Abstract
Over the past 25 years, the practical requirement for efficient data compression algorithms has generated a large volume of research covering the whole spectrum from practically implementable algorithms to deep theoretical results. One prominent example is the Lempel-Ziv algorithm for lossless data compression: Not only is it implemented on most computers used today, but also, attempts to analyze its performance have provided new problems in probability, information theory and ergodic theory, whose solutions reveal a series of interesting results about the entropy and the recurrence structure of stationary processes.
The main problems considered in this thesis are those of determining the asymptotic behavior of waiting times and recurrence times in stationary processes. These questions are motivated primarily by their important applications in data compression and the analysis of string matching algorithms in DNA sequence analysis. In particular, solving the waiting times problem also allowed us to solve a long-standing open problem in data compression: That of finding a practical extension of the Lempel-Ziv coding algorithm for lossy compression.
This thesis is divided into three parts. In the first part we generalize one of the central theoretical results in source coding theory: We prove a natural generalization of the celebrated Shannon-McMillan-Breiman theorem (as well as its subsequent refinements by Ibragimov and by Philipp and Stout) for real-valued processes and for the case when distortion is allowed. These results are inspired by, and provide the key technical ingredient in, our asymptotic analysis of recurrence and waiting times, in the second part. The main probabilistic tools used in establishing them are uniform almost-sure approximation, powerful techniques from large deviations, and classical second-moment blocking arguments.

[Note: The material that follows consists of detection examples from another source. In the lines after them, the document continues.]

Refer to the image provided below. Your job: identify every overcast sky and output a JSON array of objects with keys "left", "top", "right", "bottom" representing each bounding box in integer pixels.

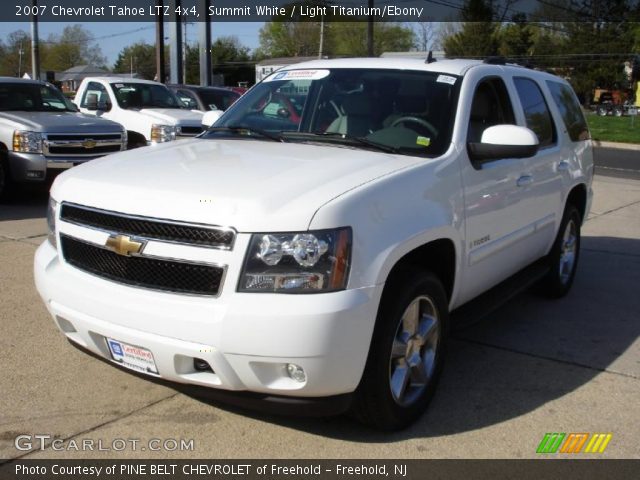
[{"left": 0, "top": 22, "right": 263, "bottom": 67}]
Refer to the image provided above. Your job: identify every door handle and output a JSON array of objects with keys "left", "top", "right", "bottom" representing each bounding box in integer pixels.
[{"left": 516, "top": 175, "right": 533, "bottom": 187}]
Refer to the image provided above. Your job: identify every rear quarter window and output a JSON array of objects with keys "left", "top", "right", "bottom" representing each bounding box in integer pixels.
[{"left": 547, "top": 80, "right": 589, "bottom": 142}]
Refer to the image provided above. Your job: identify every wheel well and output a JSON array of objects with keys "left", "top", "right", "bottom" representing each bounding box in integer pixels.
[
  {"left": 127, "top": 130, "right": 147, "bottom": 149},
  {"left": 566, "top": 184, "right": 587, "bottom": 222},
  {"left": 387, "top": 239, "right": 456, "bottom": 299}
]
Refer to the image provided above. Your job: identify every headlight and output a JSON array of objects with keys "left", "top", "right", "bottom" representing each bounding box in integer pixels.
[
  {"left": 151, "top": 124, "right": 176, "bottom": 143},
  {"left": 47, "top": 197, "right": 58, "bottom": 248},
  {"left": 238, "top": 227, "right": 351, "bottom": 293},
  {"left": 13, "top": 130, "right": 42, "bottom": 153}
]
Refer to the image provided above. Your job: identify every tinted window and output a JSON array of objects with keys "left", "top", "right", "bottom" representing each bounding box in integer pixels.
[
  {"left": 514, "top": 78, "right": 556, "bottom": 147},
  {"left": 547, "top": 80, "right": 589, "bottom": 142},
  {"left": 111, "top": 82, "right": 184, "bottom": 109},
  {"left": 80, "top": 82, "right": 110, "bottom": 108},
  {"left": 467, "top": 78, "right": 515, "bottom": 143},
  {"left": 0, "top": 82, "right": 72, "bottom": 112}
]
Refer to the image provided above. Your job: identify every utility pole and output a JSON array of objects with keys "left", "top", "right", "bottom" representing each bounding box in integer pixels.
[
  {"left": 18, "top": 40, "right": 24, "bottom": 78},
  {"left": 318, "top": 15, "right": 324, "bottom": 58},
  {"left": 30, "top": 0, "right": 40, "bottom": 80},
  {"left": 169, "top": 0, "right": 184, "bottom": 83},
  {"left": 198, "top": 0, "right": 212, "bottom": 86},
  {"left": 155, "top": 0, "right": 165, "bottom": 83}
]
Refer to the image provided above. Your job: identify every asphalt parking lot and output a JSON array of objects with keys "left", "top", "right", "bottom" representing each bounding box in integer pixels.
[{"left": 0, "top": 176, "right": 640, "bottom": 459}]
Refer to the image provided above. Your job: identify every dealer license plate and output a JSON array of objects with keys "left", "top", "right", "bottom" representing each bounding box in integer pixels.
[{"left": 107, "top": 338, "right": 158, "bottom": 375}]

In the second part we consider the problem of waiting times between stationary processes. We show that waiting times grow exponentially with probability one and, that their rate is given by the solution to an explicit variational problem in terms of the entropies of the underlying processes. Moreover, we show that, properly scaled, the deviations of the waiting times from their limiting exponent are asymptotically Gaussian (with a limiting variance explicitly identified), and we prove finer theorems (e.g., a law of the iterated logarithm and an almost sure invariance principle) that provide the exact rate of convergence in the above limit theorems. Corresponding results are proved for recurrence times, and dual results are stated and proved for certain longest-match lengths between stationary processes.
Finally, in the third part, we use the insight gained by the waiting times results to find a practical extension of the Lempel-Ziv scheme for the case of lossy data compression. We propose a new lossy version of the so-called Fixed-Database Lempel-Ziv coding algorithm, which is of complexity ``comparable'' to that of the corresponding lossless scheme, and we prove that its compression performance is (asymptotically) optimal.